Atatürk, “Türk halkı” derken yapay “Türkiyelilik” kavramını değil “Türk milli kimliği” altında birleşen toplumların tümünü işaret etmiştir. Onun “Diyarbakırlı, Vanlı, Erzurumlu, Trabzonlu, İstanbullu, Trakyalı ve Makedonyalı, hep bir ırkın evlatları, hep aynı cevherin damarlarıdır.” “Türk olmak, doğuştan olmaktan fazla bir şeydir ve o kadar da kolay değildir. Bir idraktir, bir heyecandır bir cehttir” ifadelerinden de bu açıkça anlaşılabilir.

MUSTAFA Kemal Atatürk “Türk halkı” derken yapay “Türkiyelilik” kavramını değil “Türk milli kimliği” altında birleşen toplumların tümünü işaret edip; kimliği sosyal, kültürel ve psikolojik bir zemin üzerine bina etmeye çalışarak bu şeklide duygusal bir bağ ve bütünlük oluşturmak istemiştir. Onun “Diyarbakırlı, Vanlı, Erzurumlu, Trabzonlu, İstanbullu, Trakyalı ve Makedonyalı, hep bir ırkın evlatları, hep aynı cevherin damarlarıdır.” “Türk olmak doğuştan olmaktan fazla bir şeydir ve o kadar da kolay değildir. Bir idraktir, bir heyecandır bir cehttir” ifadelerinden de bu açıkça anlaşılabilir. Günümüzdeki anlamıyla halkçılık bir siyasal akım olarak ilk kez 19. yüzyılın ikinci yarısında ortaya çıkmış olan bir “köylücülük” hareketidir. Köylücülük akımına göre devlet yönetimine egemen olması gereken sınıf köylülerdir. Toplumu besleyen kırsal kesim halkı devleti yönetirse; nüfusun çoğunluğu köylerde yaşadığından ülke ve devlet işleri daha kolay yönetilebilecektir. İlk olarak Rusya’da doğan bu harekete “Narodnik” hareketi adı verilmiştir.
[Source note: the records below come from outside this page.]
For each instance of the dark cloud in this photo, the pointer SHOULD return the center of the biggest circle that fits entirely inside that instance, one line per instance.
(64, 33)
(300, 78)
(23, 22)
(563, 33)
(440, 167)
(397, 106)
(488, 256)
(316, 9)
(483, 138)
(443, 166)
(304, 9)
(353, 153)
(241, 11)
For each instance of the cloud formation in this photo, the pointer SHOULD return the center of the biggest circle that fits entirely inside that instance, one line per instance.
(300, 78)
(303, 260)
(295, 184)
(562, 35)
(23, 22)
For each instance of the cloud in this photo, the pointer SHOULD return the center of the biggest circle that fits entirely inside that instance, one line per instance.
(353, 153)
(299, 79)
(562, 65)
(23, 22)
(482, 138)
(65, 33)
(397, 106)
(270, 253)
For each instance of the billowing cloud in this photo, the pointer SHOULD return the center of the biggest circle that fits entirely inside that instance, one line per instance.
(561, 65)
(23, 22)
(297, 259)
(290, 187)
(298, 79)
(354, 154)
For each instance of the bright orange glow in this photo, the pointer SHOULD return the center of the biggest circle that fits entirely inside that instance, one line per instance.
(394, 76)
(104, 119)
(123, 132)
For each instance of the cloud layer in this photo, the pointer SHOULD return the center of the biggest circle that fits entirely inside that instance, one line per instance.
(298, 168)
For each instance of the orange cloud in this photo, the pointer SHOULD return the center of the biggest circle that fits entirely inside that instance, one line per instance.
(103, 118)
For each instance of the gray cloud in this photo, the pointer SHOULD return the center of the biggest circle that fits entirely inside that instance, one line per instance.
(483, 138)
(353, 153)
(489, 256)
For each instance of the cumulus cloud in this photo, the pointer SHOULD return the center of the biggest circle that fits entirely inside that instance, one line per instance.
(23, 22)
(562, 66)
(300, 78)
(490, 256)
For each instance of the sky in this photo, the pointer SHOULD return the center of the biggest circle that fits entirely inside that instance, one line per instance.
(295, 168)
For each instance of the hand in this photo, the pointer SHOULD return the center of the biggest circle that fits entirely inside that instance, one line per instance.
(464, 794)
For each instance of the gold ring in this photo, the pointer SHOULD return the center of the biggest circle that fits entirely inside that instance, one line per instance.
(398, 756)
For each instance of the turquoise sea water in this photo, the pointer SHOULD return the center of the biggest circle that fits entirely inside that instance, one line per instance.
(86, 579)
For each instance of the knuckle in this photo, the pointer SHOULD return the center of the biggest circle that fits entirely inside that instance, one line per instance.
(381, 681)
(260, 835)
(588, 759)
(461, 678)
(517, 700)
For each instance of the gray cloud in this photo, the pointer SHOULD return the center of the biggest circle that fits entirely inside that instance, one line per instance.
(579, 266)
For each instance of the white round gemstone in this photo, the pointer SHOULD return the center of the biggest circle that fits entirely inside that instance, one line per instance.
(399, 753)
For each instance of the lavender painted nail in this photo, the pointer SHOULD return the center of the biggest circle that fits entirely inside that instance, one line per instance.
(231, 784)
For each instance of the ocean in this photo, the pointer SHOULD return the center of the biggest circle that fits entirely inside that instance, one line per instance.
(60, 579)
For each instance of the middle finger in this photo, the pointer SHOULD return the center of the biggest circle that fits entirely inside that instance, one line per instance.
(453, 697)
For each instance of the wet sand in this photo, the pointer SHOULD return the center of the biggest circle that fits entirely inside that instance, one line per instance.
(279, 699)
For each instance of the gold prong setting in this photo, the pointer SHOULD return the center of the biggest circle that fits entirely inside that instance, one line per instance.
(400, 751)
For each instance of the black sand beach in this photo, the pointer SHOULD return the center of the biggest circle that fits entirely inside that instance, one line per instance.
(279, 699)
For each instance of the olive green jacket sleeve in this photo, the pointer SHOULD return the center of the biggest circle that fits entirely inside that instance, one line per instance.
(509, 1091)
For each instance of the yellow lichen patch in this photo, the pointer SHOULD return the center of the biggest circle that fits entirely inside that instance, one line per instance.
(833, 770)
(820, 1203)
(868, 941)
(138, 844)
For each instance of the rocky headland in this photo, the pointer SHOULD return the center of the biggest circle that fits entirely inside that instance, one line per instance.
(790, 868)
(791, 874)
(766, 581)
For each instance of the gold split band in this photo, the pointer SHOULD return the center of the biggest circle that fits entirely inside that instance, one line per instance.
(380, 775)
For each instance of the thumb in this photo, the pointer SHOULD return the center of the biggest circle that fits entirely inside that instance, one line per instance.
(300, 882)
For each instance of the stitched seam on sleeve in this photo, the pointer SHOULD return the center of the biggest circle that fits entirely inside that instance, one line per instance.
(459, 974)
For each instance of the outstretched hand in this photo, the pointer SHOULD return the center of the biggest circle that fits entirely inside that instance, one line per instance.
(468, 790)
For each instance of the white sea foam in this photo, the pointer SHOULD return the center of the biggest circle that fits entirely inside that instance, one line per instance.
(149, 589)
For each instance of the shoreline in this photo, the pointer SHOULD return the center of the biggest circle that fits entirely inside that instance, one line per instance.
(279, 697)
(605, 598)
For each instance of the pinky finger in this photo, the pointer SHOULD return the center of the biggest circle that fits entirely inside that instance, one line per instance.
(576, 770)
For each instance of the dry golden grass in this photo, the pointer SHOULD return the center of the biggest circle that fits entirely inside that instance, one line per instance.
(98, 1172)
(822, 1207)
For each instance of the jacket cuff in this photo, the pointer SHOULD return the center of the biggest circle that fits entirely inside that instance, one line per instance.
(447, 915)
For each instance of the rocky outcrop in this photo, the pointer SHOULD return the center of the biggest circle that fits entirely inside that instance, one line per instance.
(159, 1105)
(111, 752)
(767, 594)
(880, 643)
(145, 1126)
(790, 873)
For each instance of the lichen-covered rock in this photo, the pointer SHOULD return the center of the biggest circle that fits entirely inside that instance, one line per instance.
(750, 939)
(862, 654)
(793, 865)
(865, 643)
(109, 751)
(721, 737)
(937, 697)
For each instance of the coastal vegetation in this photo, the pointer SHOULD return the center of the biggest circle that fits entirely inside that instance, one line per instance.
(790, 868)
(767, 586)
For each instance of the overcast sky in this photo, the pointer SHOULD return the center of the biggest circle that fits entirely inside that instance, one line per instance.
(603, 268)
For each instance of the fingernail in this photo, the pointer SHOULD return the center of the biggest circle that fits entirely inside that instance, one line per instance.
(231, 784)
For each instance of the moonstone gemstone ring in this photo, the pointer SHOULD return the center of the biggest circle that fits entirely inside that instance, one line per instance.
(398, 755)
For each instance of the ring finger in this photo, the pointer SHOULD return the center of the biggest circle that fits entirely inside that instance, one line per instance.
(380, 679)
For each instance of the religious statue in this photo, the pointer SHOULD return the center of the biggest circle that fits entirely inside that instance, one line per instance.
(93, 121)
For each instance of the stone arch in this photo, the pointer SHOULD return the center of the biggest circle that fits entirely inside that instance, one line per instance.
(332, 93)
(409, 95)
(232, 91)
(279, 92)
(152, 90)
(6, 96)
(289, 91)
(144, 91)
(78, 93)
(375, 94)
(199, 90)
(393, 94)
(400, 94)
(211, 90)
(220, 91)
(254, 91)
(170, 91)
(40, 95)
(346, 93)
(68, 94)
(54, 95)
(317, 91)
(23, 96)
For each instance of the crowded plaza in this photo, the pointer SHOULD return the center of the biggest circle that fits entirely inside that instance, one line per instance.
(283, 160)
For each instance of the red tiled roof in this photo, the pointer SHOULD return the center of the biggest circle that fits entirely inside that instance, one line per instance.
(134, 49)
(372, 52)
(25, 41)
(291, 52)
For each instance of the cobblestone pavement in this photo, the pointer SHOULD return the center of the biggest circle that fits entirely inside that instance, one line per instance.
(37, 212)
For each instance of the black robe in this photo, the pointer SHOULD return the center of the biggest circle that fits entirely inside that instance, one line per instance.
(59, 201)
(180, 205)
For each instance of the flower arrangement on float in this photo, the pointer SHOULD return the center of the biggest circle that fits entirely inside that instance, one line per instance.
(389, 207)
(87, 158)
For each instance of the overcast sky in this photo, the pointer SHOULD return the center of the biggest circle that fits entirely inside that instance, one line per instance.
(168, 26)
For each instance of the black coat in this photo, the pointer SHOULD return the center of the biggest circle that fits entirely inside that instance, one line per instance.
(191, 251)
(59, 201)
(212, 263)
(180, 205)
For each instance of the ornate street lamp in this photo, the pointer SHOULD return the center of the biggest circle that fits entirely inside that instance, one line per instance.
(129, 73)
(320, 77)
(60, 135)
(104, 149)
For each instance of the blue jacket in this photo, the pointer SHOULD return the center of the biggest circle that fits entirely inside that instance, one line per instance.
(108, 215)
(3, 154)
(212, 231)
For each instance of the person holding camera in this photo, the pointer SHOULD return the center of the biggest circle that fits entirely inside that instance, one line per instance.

Osmanlı İmparatorluğu içerisinde yaşayan çeşitli milletlerde ve özellikle Ermeniler içerisinde halkçı düşünceler yaygın olup, Rus halkçılığı “Narodnizm” Osmanlı vatandaşı Ermeni aydınlarını derinden etkilemiş bir düşünce sistemiydi. Gerek Ermenilerin bu faaliyetleri, gerek Gaspralı İsmail, Yusuf Akçura gibi aydınların fikirleri gerekse de Makedonya’daki halkçı ihtilalci hareketlerin etkisiyle Osmanlı kamuoyu halkçı düşüncelerle 19. yüzyılın sonlarında tanıştı. İttihatçılar, Balkan vilayetlerinde halkı kendi yanlarına çekmek ve taraftar bulabilmek için 1908 öncesinde yoğun propaganda faaliyetleri yürütmüşler, bu nedenle de zaman zaman halkçı söylemlere başvurmuşlardır. Bu anlamda halkçılık söyleminin oluşması ve halk kavramına giderek artan vurguyu aslında yeni bir aydın kuşağının doğmasıyla ilişkilendirmek yerinde olur.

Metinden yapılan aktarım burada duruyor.